Uttoxeter turned out to be a very user friendly place with absolutely everything I needed easily available.  It was the last main place I expected to pass before getting on the Pennine Way.  The counter assistant at the small Barclays Bank was extremely helpful about facilitating a large cash withdrawal to cover my needs until north of the Pennine Way.  One advantage was that I have a “Premier” account which seemed to be privileged in those parts.  When I tried to buy a postcard the lady at the newsagents was similarly most helpful in advising that the church was probably a better choice than the cemetery.  Clearly they don’t get many tourists.  Also, they did have a Wetherspoons – the second consecutive night eating at Wetherspoons.

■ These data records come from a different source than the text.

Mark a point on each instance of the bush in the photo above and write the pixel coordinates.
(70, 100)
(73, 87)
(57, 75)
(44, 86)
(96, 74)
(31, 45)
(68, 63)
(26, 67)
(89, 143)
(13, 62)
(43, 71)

Sadly my quest for onward accommodation was mixed.  I discovered that there was no vacancy anywhere at Horton in Ribblesdale (not even a single bunkhouse bed) so I would have to manage a single day of over thirty miles across tough terrain on the Pennine Way from Malham to Hawes.  I decided that, to compensate, I would stay two nights at the youth hostel in Hawes.  This was the moment when I panicked about getting a bed at Byrness.  That last bit of the Pennine Way is a tough twenty six miler anyway with nowhere to stay on the route, so my plans would be in ruins without a night at Byrness.  The man at Byrness couldn’t have been more helpful and he worked out how he could fit me in – it was a “special” arrangement.

Accommodation safely booked and so to bed.